Secondly, it has been a tough year for our family. Breast Cancer has been no picnic for my bride. This would give her great joy. (Okay, it would probably give ME even greater joy… but I’m trying to evoke your sympathetic-side here God… so I have to lead with my best card.)

Lastly, Adrian Peterson… I mean, wow… I know the Bible doesn’t actually say “God helps those who help themselves”.. but the guy HAS worked awfully hard these last couple of years. I know it is not very Lutheran of me, but if you were ever going to just throw out a little earthly-reward-based-on-work-ETHIC, Peterson seems as good a candidate as anyone, right?

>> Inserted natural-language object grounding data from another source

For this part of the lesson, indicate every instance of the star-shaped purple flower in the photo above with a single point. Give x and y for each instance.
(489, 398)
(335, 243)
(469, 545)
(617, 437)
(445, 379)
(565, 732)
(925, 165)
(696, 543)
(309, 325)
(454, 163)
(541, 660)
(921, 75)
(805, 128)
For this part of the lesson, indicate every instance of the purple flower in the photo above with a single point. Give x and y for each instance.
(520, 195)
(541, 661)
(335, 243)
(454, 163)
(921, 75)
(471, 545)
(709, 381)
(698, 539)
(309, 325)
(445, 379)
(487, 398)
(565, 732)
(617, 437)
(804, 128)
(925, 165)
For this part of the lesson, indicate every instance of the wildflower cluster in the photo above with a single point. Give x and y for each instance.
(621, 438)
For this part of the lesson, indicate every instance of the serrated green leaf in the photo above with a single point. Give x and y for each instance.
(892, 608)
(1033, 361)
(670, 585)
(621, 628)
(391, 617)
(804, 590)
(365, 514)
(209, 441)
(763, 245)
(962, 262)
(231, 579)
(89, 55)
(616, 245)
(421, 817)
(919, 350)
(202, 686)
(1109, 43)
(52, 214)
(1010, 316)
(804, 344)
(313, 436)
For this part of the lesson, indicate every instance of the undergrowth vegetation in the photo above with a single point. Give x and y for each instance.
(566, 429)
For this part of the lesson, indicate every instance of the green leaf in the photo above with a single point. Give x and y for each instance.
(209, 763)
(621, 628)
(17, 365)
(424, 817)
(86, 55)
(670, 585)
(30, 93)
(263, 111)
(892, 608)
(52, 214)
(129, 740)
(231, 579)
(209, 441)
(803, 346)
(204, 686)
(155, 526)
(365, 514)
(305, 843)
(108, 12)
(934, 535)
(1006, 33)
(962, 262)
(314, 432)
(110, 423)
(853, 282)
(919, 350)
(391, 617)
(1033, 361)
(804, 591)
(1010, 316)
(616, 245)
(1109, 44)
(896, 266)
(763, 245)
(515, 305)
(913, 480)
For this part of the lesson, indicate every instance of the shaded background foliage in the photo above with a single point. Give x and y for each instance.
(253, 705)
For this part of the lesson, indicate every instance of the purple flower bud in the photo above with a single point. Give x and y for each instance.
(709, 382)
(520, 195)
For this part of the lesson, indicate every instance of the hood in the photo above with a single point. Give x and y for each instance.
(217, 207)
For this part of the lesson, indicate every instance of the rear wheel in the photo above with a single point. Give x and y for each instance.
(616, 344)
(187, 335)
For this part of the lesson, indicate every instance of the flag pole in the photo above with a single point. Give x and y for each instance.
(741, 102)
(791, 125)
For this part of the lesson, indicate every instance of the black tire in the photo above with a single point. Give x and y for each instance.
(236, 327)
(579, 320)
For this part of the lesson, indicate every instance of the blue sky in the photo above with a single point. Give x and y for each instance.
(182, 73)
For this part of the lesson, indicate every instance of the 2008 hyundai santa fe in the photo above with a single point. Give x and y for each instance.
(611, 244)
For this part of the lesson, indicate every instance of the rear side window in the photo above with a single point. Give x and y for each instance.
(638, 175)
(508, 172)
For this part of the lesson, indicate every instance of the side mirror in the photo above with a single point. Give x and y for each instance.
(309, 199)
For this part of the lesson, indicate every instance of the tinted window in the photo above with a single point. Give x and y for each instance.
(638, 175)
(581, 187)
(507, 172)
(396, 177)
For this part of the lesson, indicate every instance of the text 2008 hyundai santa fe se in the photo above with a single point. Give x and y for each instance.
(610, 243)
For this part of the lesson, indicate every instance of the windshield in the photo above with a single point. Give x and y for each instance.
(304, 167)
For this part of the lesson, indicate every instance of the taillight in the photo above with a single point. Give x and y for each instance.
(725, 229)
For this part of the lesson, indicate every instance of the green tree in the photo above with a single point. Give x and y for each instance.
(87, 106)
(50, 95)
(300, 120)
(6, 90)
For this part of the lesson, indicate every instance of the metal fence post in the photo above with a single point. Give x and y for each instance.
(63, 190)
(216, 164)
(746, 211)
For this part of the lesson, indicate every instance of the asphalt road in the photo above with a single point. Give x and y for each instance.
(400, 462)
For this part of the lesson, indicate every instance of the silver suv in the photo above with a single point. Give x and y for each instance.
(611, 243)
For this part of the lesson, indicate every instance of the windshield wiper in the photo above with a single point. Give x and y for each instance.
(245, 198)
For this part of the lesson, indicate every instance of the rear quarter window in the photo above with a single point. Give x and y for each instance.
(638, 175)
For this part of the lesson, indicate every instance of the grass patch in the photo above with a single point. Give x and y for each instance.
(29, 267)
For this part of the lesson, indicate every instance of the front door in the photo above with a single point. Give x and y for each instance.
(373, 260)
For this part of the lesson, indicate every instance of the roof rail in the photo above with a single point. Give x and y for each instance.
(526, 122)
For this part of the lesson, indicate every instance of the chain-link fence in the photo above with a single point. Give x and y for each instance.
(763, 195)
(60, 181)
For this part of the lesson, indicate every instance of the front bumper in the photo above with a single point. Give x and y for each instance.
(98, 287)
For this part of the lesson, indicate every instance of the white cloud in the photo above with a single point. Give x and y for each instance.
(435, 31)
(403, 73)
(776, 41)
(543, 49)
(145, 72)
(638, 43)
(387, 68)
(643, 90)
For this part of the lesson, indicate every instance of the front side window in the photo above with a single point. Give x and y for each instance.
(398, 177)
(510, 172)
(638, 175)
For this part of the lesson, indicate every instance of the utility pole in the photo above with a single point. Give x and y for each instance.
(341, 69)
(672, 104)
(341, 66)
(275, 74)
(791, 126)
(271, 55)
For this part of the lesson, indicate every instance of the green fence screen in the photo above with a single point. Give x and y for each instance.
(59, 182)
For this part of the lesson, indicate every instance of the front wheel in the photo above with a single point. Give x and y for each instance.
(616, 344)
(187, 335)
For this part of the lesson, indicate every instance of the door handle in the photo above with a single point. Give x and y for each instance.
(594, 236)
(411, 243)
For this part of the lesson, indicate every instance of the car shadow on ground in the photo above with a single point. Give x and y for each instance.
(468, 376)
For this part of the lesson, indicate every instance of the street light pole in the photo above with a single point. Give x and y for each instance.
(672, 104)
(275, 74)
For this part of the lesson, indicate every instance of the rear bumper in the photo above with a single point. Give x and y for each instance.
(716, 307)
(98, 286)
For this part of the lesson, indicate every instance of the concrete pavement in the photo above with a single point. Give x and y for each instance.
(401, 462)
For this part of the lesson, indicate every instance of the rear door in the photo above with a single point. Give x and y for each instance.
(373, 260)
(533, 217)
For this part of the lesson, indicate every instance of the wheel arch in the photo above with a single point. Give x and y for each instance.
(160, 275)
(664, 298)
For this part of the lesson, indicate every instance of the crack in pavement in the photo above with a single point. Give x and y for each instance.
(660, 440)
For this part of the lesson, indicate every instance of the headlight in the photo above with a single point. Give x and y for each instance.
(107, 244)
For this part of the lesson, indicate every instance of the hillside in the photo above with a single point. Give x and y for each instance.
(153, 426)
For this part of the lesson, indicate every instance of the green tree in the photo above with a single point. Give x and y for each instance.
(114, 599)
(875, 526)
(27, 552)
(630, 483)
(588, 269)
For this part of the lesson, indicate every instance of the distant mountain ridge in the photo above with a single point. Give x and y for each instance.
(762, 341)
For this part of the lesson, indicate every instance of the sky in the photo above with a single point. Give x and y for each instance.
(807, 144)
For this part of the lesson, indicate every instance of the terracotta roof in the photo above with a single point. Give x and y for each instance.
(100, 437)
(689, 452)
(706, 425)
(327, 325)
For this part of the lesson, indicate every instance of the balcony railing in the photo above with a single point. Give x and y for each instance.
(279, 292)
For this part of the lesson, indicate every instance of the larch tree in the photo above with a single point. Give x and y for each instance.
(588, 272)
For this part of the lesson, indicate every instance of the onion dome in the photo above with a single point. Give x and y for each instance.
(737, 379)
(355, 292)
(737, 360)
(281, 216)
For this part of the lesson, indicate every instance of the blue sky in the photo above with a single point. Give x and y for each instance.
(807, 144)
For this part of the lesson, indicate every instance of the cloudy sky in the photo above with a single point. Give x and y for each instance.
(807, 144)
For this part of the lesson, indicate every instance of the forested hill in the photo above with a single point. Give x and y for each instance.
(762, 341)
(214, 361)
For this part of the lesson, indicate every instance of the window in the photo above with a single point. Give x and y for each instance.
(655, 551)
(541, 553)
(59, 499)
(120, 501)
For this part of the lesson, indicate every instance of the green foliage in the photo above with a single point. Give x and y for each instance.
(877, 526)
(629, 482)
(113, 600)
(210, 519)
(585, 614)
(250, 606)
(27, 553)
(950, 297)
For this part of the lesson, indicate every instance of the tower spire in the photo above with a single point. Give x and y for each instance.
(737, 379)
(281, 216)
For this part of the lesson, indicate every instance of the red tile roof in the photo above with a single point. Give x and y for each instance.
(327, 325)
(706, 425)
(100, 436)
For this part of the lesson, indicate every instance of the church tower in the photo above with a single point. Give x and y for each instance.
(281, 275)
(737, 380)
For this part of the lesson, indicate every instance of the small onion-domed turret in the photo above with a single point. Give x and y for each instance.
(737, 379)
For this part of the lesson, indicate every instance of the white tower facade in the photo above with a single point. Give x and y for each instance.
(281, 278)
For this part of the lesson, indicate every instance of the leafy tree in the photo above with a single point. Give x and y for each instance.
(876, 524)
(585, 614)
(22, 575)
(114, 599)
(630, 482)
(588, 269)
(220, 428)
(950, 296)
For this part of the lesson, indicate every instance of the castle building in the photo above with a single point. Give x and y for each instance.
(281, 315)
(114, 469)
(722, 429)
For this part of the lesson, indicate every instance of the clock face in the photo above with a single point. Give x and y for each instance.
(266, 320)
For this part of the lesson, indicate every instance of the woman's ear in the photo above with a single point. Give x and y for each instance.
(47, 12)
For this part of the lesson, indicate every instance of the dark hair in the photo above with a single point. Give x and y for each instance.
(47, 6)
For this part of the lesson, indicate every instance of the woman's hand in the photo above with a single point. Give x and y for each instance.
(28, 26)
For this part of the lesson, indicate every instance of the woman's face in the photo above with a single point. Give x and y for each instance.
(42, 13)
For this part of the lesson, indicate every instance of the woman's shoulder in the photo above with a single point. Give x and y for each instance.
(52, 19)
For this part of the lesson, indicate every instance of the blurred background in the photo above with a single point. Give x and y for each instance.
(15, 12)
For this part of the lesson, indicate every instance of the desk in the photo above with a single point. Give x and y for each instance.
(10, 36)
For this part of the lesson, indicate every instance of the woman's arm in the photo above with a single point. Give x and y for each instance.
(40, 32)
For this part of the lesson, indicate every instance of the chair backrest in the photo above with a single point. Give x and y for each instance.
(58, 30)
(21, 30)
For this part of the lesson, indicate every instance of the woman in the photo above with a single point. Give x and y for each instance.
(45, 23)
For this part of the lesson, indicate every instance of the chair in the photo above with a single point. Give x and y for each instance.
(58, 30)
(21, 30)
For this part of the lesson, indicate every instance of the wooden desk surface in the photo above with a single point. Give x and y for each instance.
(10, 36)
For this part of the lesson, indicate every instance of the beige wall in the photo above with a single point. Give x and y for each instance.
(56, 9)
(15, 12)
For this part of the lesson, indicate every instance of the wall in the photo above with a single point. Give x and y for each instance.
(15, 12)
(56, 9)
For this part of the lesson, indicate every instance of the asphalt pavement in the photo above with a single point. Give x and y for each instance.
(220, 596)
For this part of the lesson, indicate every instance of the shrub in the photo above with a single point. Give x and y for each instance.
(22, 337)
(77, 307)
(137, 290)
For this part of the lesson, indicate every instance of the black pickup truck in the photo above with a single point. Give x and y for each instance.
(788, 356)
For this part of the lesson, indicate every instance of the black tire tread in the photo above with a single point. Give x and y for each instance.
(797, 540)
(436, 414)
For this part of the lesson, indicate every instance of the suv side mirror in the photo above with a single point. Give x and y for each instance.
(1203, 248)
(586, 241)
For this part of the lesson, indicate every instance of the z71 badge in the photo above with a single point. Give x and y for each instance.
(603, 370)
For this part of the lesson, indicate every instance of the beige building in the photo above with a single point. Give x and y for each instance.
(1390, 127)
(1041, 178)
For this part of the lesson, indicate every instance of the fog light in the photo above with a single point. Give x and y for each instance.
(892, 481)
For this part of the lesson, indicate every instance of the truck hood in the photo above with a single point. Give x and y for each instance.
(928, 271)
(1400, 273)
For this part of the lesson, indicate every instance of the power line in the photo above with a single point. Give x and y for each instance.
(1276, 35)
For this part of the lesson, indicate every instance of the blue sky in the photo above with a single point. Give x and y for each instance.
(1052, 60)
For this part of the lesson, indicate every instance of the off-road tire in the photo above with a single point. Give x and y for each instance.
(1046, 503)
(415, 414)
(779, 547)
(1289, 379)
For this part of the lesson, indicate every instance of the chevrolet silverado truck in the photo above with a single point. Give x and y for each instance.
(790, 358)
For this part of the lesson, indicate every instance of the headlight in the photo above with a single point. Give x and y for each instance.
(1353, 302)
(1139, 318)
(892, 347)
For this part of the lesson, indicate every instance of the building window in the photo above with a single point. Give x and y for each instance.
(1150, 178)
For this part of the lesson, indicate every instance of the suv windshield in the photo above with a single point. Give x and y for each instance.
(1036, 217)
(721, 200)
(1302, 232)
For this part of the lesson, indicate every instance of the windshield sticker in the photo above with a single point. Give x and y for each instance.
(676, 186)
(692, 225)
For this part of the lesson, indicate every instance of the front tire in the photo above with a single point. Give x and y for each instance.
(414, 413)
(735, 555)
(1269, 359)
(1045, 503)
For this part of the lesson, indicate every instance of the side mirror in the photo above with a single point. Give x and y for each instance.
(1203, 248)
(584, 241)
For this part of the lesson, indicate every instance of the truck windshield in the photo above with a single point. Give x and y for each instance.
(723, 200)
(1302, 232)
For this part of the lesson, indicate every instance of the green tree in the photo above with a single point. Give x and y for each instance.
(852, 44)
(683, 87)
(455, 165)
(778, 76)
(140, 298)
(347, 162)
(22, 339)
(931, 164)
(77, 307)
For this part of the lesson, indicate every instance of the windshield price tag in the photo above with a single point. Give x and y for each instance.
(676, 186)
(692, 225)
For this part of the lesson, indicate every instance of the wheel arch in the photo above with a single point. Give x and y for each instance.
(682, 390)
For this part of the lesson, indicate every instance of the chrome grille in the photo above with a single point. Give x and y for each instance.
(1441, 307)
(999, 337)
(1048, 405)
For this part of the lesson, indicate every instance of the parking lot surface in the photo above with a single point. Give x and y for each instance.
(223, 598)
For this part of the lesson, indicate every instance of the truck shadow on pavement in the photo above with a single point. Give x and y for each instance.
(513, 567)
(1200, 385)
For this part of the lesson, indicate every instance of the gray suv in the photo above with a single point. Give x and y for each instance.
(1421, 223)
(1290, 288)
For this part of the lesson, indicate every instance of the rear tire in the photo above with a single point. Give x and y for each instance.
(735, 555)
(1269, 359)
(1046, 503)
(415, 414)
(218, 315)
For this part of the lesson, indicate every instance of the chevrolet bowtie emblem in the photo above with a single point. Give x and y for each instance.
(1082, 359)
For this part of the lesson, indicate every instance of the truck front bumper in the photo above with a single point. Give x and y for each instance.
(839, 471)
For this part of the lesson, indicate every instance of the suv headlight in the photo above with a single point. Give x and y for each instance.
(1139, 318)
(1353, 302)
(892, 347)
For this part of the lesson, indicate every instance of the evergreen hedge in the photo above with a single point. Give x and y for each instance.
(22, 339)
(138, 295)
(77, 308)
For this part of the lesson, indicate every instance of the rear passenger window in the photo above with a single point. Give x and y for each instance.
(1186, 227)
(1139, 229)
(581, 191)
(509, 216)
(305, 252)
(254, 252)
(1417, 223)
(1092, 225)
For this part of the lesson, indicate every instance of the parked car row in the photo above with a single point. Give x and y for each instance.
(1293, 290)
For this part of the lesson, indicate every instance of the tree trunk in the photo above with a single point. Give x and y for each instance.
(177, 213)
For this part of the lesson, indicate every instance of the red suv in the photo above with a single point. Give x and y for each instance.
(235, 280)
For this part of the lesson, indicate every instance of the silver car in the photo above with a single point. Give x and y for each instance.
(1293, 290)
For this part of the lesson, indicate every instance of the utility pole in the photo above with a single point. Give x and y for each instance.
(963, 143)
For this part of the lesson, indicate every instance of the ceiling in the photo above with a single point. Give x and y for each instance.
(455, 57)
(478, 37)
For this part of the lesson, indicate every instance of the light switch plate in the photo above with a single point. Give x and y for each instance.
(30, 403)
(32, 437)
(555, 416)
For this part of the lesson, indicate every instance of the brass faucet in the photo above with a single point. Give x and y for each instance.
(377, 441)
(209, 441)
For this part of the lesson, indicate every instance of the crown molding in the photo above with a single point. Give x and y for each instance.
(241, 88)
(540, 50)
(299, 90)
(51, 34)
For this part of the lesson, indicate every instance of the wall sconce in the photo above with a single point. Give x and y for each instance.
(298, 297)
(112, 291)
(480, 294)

So… that’s my prayer for this first Sunday in the Season, Lord. And I’m sticking to it. And.. God.. just so you know… I may not be watching the Men of Purple very closely for a while…. not that I don’t still BLEED purple, I do… but it HAS been a tough year.. and I just don’t have the emotional reserve to handle it right now. Today, listening to the game on the radio while driving home from Madison, I nearly took out three WI Drivers… just out of pure frustration for the way the Vikes were playing. (And they weren’t even playing the Packers! The drivers with WI license plates just seemed like a good target for my anger at the moment!)

I will check back in now and then.. (okay… probably every Sunday)… to see how things are going… but I am going to hand it over, completely, to you at this point. I have tried, and failed, oh these many years, to faithfully cheer with great consistency… through good times.. and mostly bad. Now, I surrender. It is all up to you now God. Go for it. And thanks for your time just now. It makes me feel a little better. (Although a “MN VIKINGS WORLD CHAMPIONS” sweatshirt, size XXL, would make me feel even better. You know where to find me.)

Love, from the kid in Marion, IA.


Lance, Sacrifice and Grace

Interesting, no-nonsense blog about Lance Armstrong, God, gods,                            sacrifice and THE Sacrifice.

Thing is, Lance’s sin is public. Mine is not. Or at least it is not so dramatically public.

But here’s the hard truth. We both need Grace. Both me and Lance.

Grateful to know the giver of the Gift.